I appreciate the gentleman's hard work in bringing this bill to the floor in such important and quick fashion, and I rise to support the bill and the gentleman's important amendment to it.
Mr. UPTON. Mr. Chairman, I yield myself the balance of my time.
Mr. Chairman, obviously I rise in strong support of the Upton amendment. This amendment ensures that those who are the subject of indecency complaints are provided with a constitutional right to due process. For instance, until a forfeiture penalty has been paid or a court has finally determined that a forfeiture penalty is justified, a complaint should not be held against the broadcast station license.
Just like someone who is presumed innocent until proven guilty, this amendment guarantees that a broadcast license cannot be revoked or license renewal rejected until all of the appeals have been heard. This is a good amendment, it was pointed out in our hearing at the very end, and I would hope has bipartisan support. It tightens the loophole.
I just want to say in closing in support of this amendment, I want to thank in particular, I think, the many Members who have been so engaged in this legislation, and I want to thank the staff as well. On our side of the aisle, we have had terrific staff that have worked with the very good staff, terrific staff on the other side as well; but I want to particularly cite a number of individuals: Will Nordwind, Howard Waltzman, Neil Fried, Kelly Zerzan, Joan Hillebrands, Sean Bonyur, Jim Barnette, Jaylyn Connaughton, and Andy Black for their hard work in making sure that this bill got to the floor quickly and swiftly, and that, in fact, it was in a very strong bipartisan fashion.
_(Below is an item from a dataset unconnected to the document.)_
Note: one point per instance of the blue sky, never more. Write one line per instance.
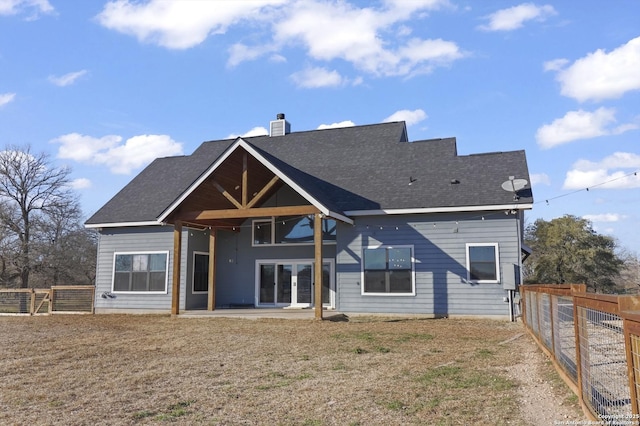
(106, 86)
Mr. Chairman, I reserve the balance of my time.
Mr. MARKEY. Mr. Chairman, if there is no one seeking recognition in opposition, I ask unanimous consent to control the time in opposition, even though I support the amendment.
The CHAIRMAN. Is there objection to the request of the gentleman from Massachusetts?
There was no objecton.
Mr. MARKEY. Mr. Chairman, I yield myself 1 minute.
I would like to say that this is a good amendment. It has been crafted on a bipartisan basis. We have worked very closely together, Democrat and Republican, on this issue right from the beginning; and this amendment reflects that continuing level of cooperation. I just want any of the Members who are listening to this debate to understand that that consensus has been reached.
Mr. MARKEY. Mr. Chairman, I have no other Members seeking recognition, and I yield back the balance of my time.
Mr. UPTON. Mr. Chairman, I yield back the balance of my time.